A Dart binding for popular LLM inference framework llama.cpp, to bring AI to Dart world!
- Text generation in a separated Dart isolate.
- Stream based output in Dart style.
- Integtate with
native_assets_cli
. - Extremely simple usage.
- Support both LLM and embedding models.
git clone https://github.com/lindeer/llama-cpp.git
cd llama-cpp
git submodule init --recursive
dart pub get
Just run in console:
dart --enable-experiment=native-assets run example/main.dart "/path/to/your/LLM.gguf" "your prompt"

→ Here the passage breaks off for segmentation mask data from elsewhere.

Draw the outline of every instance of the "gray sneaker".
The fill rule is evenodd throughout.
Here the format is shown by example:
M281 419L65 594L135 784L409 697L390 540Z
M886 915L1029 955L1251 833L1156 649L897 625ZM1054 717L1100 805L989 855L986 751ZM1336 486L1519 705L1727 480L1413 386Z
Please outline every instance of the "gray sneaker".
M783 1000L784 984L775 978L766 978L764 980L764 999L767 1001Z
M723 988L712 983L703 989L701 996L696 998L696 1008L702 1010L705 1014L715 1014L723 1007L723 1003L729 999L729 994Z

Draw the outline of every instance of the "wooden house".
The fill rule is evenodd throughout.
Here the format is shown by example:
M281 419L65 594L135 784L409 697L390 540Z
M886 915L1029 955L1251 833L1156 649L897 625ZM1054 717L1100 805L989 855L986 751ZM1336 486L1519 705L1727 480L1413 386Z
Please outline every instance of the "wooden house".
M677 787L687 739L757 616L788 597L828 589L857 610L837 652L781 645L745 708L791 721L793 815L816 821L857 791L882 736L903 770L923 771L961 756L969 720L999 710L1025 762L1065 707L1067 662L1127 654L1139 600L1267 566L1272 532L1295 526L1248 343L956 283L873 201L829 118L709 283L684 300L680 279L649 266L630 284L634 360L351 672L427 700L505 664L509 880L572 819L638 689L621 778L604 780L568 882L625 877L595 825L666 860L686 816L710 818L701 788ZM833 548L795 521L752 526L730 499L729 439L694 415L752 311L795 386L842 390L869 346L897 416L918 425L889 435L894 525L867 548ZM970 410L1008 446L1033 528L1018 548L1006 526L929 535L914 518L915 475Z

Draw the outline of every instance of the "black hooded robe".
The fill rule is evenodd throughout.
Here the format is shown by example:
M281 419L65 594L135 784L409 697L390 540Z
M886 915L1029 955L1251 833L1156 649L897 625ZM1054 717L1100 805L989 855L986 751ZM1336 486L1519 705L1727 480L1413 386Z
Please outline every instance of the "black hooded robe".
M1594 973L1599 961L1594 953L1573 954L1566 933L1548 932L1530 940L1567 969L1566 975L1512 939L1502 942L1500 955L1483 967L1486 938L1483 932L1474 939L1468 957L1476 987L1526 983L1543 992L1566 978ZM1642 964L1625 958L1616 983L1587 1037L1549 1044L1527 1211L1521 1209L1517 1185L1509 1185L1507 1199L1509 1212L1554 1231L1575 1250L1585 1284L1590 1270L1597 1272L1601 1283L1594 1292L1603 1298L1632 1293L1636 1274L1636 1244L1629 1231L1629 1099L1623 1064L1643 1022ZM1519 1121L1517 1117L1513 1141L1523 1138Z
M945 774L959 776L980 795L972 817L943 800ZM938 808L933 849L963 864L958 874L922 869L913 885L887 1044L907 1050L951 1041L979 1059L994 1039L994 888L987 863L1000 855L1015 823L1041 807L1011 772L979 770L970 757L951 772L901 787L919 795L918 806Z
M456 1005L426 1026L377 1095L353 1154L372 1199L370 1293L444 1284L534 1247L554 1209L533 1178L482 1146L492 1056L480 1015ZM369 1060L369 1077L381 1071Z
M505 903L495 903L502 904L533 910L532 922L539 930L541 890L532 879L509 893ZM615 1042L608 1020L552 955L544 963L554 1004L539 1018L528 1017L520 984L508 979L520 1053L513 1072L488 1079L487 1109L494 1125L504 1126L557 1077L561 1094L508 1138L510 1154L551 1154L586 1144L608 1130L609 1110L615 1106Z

or run a simple http server:
dart --enable-experiment=native-assets run example/server.dart "/path/to/your/LLM.gguf"
or run a embedding model:
dart --enable-experiment=native-assets run example/embedding.dart "/path/to/your/embedding.gguf" "your text line1
your text line2"
Also a minimal RAG example in example/rag/
with all completely local data and model, inspired by privateGPT:
- setup a chroma server:
pip install chromadb
uvicorn chromadb.app:app --reload --workers 1 --host 0.0.0.0 --port 8000
cd example/rag
and creat aconfig.json
and config your local models:
{
"gpt_model": "/your/local/gpt/model",
"embedding_model": "/your/local/embedding/model"
}
- save documents in
corpus/
to vector database (only txt files currently):
dart --enable-experiment=native-assets run bin/ingest.dart
- chat with GPT in console, certainly could replace it with your beatiful GUI with flutter:
dart --enable-experiment=native-assets run bin/rag.dart
Ask LLM to answer with type writing effect:
import 'package:llama_cpp/llama_cpp.dart';
final path = '/path/to/your/LLM.gguf';
final llama = await LlamaCpp.load(path, verbose: true);
await for (final text in llama.answer('{"prompt":"$prompt"}')) {
stdout.write(text);
}
stdout.writeln();
await llama.dispose();
or if you want a full answer:
final answer = await llama.answer('{"prompt":"$prompt"}').join('');
More examples could be found at example/
.
native_assets_cli has beaking chanings since >0.1.0, and is not compatible with Dart 3.2, however, it could run with Dart 3.1.5.